Guide dogs that have been registered with the PETS scheme will be able to enter the UK without being placed into quarantine.
European Regulation (EC) No.1107/2006 concerning the rights of disabled persons and persons with reduced mobility when travelling by air places obligations on airport managing bodies to provide services for handling recognised assistance dogs (guide dogs and other assistance dogs) at airports.
Tips and Advice
- Always contact the airline before travelling to make sure they are aware of your disability.
- Bring doctor’s notes and/or prescriptions for medicines to avoid the items being confiscated at security.
- Passengers with breathing problems who need to fly with oxygen cylinders or similar equipment must contact the airline and airport beforehand and seek advice from their doctor.
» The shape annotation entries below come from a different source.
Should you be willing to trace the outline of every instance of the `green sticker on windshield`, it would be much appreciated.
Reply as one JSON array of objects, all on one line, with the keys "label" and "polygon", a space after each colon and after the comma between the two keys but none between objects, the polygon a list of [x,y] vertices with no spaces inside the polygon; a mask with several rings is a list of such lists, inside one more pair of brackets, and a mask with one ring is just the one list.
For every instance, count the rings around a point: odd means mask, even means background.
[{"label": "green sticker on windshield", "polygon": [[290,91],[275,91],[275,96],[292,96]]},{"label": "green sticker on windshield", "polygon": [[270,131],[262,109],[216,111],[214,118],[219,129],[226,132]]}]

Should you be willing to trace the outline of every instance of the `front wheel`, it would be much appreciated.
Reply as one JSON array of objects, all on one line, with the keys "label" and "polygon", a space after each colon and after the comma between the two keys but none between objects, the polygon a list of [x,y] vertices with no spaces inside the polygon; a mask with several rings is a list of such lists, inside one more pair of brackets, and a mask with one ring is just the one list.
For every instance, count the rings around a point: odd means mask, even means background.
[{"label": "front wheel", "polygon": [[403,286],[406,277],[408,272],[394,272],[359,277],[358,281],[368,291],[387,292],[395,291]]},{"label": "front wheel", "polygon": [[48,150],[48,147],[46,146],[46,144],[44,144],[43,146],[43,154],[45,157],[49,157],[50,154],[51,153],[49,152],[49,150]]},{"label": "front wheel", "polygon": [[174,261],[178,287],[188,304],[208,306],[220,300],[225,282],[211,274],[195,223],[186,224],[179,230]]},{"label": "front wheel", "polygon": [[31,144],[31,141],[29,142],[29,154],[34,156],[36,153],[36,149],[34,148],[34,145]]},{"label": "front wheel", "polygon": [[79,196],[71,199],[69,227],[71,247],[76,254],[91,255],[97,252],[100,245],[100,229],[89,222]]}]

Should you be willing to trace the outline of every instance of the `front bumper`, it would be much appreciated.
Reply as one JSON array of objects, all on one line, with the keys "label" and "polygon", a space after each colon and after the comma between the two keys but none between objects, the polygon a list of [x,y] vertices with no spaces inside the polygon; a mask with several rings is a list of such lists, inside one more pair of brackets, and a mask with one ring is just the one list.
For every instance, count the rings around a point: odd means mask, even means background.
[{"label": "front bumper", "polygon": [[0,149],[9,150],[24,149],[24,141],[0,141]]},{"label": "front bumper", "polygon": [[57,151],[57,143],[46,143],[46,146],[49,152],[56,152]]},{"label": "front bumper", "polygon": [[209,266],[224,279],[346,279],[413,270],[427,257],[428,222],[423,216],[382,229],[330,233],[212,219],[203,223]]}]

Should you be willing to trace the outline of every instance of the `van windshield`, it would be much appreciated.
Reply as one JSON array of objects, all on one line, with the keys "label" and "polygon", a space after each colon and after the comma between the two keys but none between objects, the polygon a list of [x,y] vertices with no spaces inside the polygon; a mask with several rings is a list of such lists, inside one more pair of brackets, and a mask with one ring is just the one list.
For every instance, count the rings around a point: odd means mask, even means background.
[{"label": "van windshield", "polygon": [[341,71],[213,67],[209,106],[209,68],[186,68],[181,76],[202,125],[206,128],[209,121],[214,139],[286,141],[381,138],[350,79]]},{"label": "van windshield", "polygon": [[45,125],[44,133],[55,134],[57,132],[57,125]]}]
A medical note may also be required to fly.
- Contact the airport car parking company prior to your arrival to ensure you receive help at the car park.
- Don’t forget to bring your Radar key – the airport may have separate disabled toilets.
- Keep your medication in its original bottle and/or packaging.
- Ask the pharmacy to write down the details of your medication in case you lose it while abroad.
This guide has been produced by Mr Airport Parking to provide help and support to disabled travellers and their carers’.
PLEASE NOTE: This guide is intended for information purposes only. It has not been created by an official body. All information included in this guide has been taken from recognised charities and official government websites. Although we have taken great care to ensure all information is current and correct, you should always seek professional help from the correct resources before flying.